The Belgian maker, known for brands such as Budweiser, Stella Artois and Corona, revealed that overall volumes fell 3.4% but revenue for the quarter rose to US$15.57 billion from US$15.09 billion, despite sales waning.
North America in particular saw volumes fall 17.1% compared with a drop of 14.5% in the second quarter, a nod to the fact that sales in the region have been falling since the business partnered with Dylan Mulvaney, a transgender social-media star, which sparked a right-wing boycott that caused sales of AB InBev’s Bud Light brands to fall from favour.
For Q3 however, overall, the results showed that net profit for the quarter still rose to US$1.47 billion from US$1.43 billion for the same time last year. Plus, on an organic basis, revenue grew 5%, beating its anticipated market consensus rise of 4.7%.
Buyback
EBITDA rose to US$5.43 billion from US$5.31 billion and the beer giant also announced a US$1 billion share buyback after years of investors paying down debt from acquisitions.

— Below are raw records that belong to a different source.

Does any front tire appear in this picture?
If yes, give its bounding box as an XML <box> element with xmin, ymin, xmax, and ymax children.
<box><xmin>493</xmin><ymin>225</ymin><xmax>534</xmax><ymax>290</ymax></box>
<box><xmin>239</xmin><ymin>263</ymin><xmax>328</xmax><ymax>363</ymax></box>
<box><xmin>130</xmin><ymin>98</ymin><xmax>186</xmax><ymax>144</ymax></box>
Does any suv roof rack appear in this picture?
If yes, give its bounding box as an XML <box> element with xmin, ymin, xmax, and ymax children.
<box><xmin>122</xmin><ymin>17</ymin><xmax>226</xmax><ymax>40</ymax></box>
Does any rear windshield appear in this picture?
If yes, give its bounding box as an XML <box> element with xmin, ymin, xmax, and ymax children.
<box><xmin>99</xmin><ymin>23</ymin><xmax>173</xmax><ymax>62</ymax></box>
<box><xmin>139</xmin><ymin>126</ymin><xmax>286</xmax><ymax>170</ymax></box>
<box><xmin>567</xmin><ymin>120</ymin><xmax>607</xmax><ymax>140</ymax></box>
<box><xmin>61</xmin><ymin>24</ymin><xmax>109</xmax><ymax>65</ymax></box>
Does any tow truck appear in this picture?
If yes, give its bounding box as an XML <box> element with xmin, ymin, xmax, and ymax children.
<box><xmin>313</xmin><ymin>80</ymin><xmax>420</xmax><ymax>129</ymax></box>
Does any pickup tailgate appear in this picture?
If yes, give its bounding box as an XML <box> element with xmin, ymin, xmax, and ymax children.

AB InBev also said it would offer $3 billion in cash for bonds as it continues to cut down its debt pile – a situation created by its previous acquisitions that saw it absorb several major brewers.
Despite its prowess in securing brands, following the acquisition of SABMiller in 2016, AB InBev has needed to reduce its debt pile of more than US$100 billion. To tackle this, it has refocused on organic growth and managed to bring down debts, but rumours suggest investors who hope to see their funds returned are eyeing the situation keenly.
Brands
The brewer reported in the third quarter that its no-alcohol beer portfolio had delivered more than 10% revenue growth this quarter, reflecting the success of similar products by other brewers, such as Carlsberg and Heineken. Performance was particularly driven by Budweiser Zero in Brazil and growth of Corona Cero in Canada, Mexico and Europe.

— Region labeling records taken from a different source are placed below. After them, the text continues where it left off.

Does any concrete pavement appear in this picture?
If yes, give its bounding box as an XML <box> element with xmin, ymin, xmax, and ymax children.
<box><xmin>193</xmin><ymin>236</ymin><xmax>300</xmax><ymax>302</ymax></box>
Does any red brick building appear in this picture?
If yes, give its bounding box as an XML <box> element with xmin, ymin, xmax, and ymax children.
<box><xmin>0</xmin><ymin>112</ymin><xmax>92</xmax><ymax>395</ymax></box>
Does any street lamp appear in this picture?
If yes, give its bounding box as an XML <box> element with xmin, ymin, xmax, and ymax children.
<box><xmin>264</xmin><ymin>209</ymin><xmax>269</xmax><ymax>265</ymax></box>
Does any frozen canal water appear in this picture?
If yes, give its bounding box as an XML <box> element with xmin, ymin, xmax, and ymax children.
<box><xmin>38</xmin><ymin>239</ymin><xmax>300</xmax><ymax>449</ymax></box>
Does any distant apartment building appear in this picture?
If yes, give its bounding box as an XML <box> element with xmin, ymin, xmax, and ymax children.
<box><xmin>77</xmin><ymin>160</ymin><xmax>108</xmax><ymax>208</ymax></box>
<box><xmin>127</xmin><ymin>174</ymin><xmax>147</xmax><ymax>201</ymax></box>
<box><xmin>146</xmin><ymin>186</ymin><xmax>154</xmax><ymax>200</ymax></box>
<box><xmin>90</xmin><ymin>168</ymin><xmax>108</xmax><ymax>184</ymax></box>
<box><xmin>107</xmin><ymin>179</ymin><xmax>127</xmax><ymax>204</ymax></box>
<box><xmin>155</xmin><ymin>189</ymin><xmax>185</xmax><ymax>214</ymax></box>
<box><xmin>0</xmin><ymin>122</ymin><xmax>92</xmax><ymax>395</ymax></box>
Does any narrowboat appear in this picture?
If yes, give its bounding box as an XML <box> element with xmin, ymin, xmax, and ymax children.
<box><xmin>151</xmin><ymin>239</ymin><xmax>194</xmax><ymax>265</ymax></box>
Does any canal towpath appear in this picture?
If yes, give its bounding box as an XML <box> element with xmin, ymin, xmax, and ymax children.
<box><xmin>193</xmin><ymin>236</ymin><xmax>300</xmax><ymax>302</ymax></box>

Across its premium brands, it said that Corona had delivered a revenue increase of almost a fifth to 18.8% and Bud had grown by 11.8% with Stella Artois achieving 20.3% revenue growth.

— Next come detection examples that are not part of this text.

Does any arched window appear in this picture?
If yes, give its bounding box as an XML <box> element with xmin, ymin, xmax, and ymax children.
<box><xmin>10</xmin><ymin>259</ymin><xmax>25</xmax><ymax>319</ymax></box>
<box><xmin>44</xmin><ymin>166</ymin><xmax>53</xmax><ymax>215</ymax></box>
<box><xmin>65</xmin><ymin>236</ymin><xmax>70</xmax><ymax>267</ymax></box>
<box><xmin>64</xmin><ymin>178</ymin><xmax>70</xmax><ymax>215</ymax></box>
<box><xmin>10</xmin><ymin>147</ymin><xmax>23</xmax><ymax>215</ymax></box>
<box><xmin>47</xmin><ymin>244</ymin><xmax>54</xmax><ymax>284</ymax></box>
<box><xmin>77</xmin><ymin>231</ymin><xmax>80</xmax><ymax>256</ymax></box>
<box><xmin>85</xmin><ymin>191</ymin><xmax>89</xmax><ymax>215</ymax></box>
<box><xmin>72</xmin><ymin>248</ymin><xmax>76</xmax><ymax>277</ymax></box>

In terms of its Beyond Beer business, this contributed US$385m of revenue for the quarter, which was a small increase on the same time in 2022, stating that global growth was offset by a soft malt-based seltzer industry in the US.
Continued investment
In the company’s Q3 results statement, AB InBev said: “We continue to focus on deleveraging and have approved a cash tender offer for up to US$3 billion in aggregate purchase price of outstanding bonds,” and explained that its board had also approved the share buyback to be executed over the next 12 months.
Michel Doukeris, CEO, AB InBev, said of the results: “The strength of our global footprint delivered another quarter of top- and bottom-line growth. Revenue increased by 5.0% with an EBITDA increase of 4.1%. We continue to invest in our strategic priorities for the long-term.”